Une instance provisoire à la tête du CSM en attendant l’élection d’un nouveau bureau

Le président de la République, Kais Saied a annoncé, lors de ses rencontres, hier, avec la cheffe du gouvernement Najla Bouden et avec la ministre de la Justice Leila Jaffel, un nouveau projet de loi relatif au Conseil Supérieur de la Magistrature (CSM).

Ce projet devrait être discuté lors du Conseil ministériel de ce jeudi 10 février 2022, sachant que le Chef de l’Etat souhaite revoir la loi réglementant le CSM d’une manière qui « garantisse les droits des magistrats, les aide à exercer au mieux leurs fonctions et assure aux justiciables leurs pleins droits ».

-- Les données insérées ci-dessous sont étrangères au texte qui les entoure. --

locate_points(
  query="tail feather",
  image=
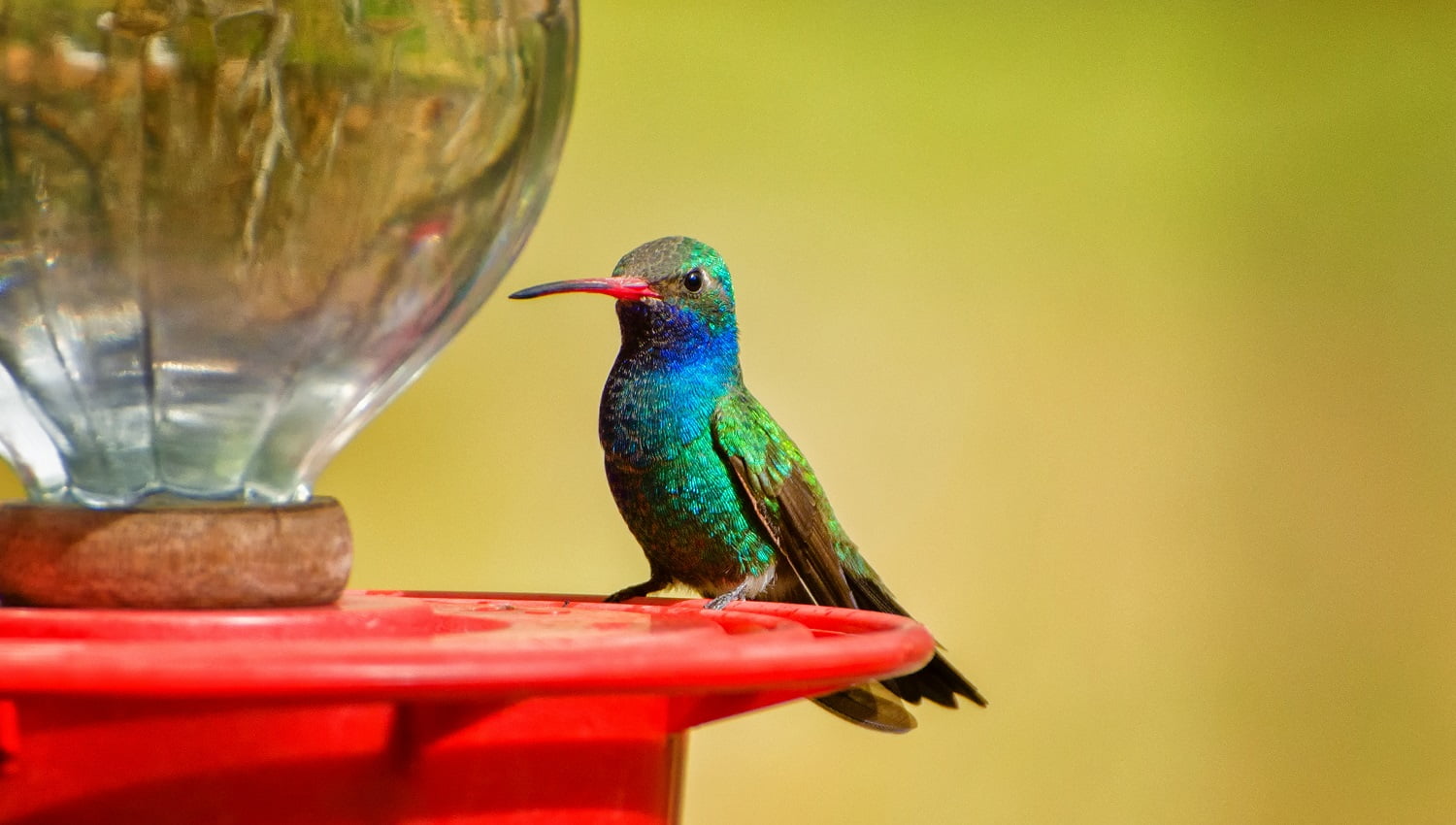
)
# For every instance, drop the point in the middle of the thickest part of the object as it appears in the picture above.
(938, 681)
(870, 706)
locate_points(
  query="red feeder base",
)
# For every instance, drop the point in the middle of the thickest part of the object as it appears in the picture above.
(399, 708)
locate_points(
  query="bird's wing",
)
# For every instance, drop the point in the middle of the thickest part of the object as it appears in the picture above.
(785, 496)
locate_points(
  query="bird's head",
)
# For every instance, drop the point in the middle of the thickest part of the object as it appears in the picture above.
(673, 293)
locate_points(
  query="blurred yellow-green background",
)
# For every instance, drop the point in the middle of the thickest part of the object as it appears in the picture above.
(1123, 341)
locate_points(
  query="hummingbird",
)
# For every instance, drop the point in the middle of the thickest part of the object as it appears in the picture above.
(712, 487)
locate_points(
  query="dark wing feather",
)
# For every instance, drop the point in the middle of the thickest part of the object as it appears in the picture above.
(772, 476)
(789, 507)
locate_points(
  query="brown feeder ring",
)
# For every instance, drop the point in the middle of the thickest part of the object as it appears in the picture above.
(174, 557)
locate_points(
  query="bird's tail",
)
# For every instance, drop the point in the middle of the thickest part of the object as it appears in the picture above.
(870, 706)
(938, 681)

Critiqué en Tunisie et à l’étranger pour avoir décidé la dissolution du CSM, Kais Saied a tenu à clarifier les choses. En marge de son entretien avec lui, la ministre de la Justice, Laila Jaffel a d’ailleurs précisé que « le président de la République tient au CSM » avec une « révision de la loi le régissant ».

« Le Chef de l’Etat a insisté sur la préservation du CSM en tant qu’institution constitutionnelle garante de l’indépendance de la justice », a-t-elle indiqué, ajoutant que « le président a souligné que le processus de révision de la loi organisant le CSM sera démocratique et inclusif ».

En d’autres termes, le CSM n’a pas été dissous. Ses activités et son bureau ont été gelés. L’annonce du 5 février va dans ce sens : « Le Conseil supérieur de la magistrature appartient au passé à partir de ce moment », avait déclaré Kais Saied, annonçant également qu’un décret provisoire est en cours d’élaboration pour organiser ce Conseil.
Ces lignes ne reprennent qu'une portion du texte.